Как бы то ни было, в том, что касается Америки, Оруэлл поменялся ролями с Черчиллем: он стал пренебрегающим фактами романтиком, а Черчилль – прагматичным реалистом.
«Цивилизация Америки XIX в. была капиталистической цивилизацией в ее лучших проявлениях», – заявил однажды Оруэлл[680]. В его представлении, Америка начала 1800-х гг. оказалась чем-то вроде либертарианского рая для трудящихся: «Государства практически не было, церкви были слабыми и стояли на разных позициях, и было вдоволь свободной земли. Если вам не нравилась ваша работа, вы просто давали боссу в глаз и двигались дальше на запад»[681]. Конечно, оруэлловское восхищение временами необузданной свободы в американской истории в огромной мере было выражением взглядов белого мужчины. Свобода и возможности, которыми располагали чернокожие американцы, индейцы и женщины, значительно уступали тем, что он воспевал.

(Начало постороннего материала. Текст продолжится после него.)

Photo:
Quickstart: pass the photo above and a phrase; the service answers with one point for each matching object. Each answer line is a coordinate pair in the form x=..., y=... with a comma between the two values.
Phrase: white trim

В начале творческого пути, в середине 1930-х гг., Оруэлл подумывал написать биографию Марка Твена[682], но не смог заинтересовать никого из издателей. Черчилль также в молодости замыслил книгу об Америке – историю американской Гражданской войны. В молодости, когда он отправился в свое первое лекционное турне по Америке, аудитории его представил Марк Твен[683].
Среди любимых писателей Оруэлла было три американца: Твен, Уолт Уитмен и Джек Лондон[684]. Уничижительное изображение Соединенных Штатов XIX в. еще одним его любимым автором, Чарльзом Диккенсом, заметного влияния на Оруэлла не оказало. «Мартин Чезлвит», роман, основанный на материале турне Диккенса по США в 1842 г.,[685] рисовал Америку как страну «долларов, демагогов и баров», жестокой и насквозь фальшивой, разглагольствующей о чести, свободе и вольности и держащей в рабстве миллионы людей.

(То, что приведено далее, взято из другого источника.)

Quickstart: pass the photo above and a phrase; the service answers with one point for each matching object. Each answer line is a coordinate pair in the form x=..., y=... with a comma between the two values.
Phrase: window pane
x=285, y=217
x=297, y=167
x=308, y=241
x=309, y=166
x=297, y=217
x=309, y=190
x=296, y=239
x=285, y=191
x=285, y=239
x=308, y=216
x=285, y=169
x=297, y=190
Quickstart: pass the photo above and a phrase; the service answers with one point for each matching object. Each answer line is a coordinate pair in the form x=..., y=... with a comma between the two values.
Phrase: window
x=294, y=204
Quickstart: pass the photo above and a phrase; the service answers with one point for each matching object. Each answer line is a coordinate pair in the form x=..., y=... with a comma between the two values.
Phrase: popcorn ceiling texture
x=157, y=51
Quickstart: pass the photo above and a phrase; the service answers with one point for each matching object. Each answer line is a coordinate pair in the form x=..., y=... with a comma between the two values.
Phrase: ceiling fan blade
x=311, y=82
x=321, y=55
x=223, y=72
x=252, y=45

Как представляется, Оруэлл не слишком интересовался современными ему Соединенными Штатами. «У него имелось занятное белое пятно»[686] касательно Америки, как отмечал писатель Кристофер Хитченс, в общем, преклонявшийся перед Оруэллом: «Он ни разу не был в Соединенных Штатах и практически не интересовался ими… Иначе говоря, Америка – это масштабное исключение из оруэлловских пророчеств о столетии, в котором он жил».

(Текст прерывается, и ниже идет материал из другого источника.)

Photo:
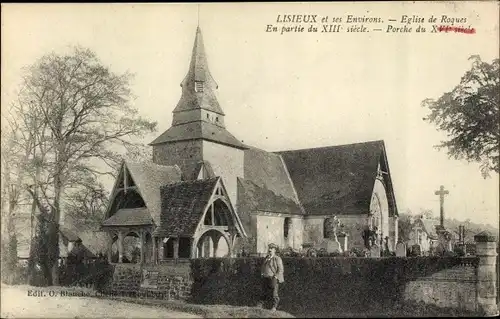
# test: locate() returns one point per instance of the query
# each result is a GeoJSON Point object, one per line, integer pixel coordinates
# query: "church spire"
{"type": "Point", "coordinates": [198, 87]}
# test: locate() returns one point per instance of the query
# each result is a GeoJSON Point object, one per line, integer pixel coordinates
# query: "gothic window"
{"type": "Point", "coordinates": [198, 86]}
{"type": "Point", "coordinates": [286, 227]}
{"type": "Point", "coordinates": [326, 227]}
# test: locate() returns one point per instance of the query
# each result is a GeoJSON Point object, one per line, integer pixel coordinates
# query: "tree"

Антиамериканизм британцев лишь усилился, когда в страну хлынули потоки солдат армии США. В 1943 г. 66 конвоев доставили на остров 681 тысячу военнослужащих. «Все больше американцев становилось на улицах, – вспоминала жительница Лондона. – Они окликали друг друга странными боевыми кличами краснокожих и устраивали в Грин-парке[687] бейсбольные матчи»[688]. В мае 1944 г., в преддверии высадки десанта союзников в Нормандии, американское военное присутствие в Британии достигло ошеломляющего числа в 1,6 млн человек.
* * *
Временами Оруэлл чувствовал британскую политику лучше Черчилля, и в начале 1942 г. сложилась именно такая ситуация. Вернувшись из успешной поездки в Америку, премьер-министр обнаружил волнения в палате общин, члены которой вслух задавались вопросами, не требуются ли изменения в военном командовании. Это был сложный момент для Черчилля, поскольку с фронтов поступали в основном дурные вести и худшее, как он подозревал, было еще впереди. После более чем двух лет войны британцы перенесли череду болезненных поражений. Британские экспедиционные войска (British Expeditionary Forces, BEF) были изгнаны с Европейского континента на западе (Франция и Бельгия), на севере (Норвегия), на юго-востоке (Греция), а также потеряли африканский Дакар. В Лондоне ходила грустная шутка, что BEF надо расшифровывать как «Back Every Fortnight» («отступаем каждые две недели»)[689]. Британские силы дрогнули и под ударами японцев в Восточной Азии.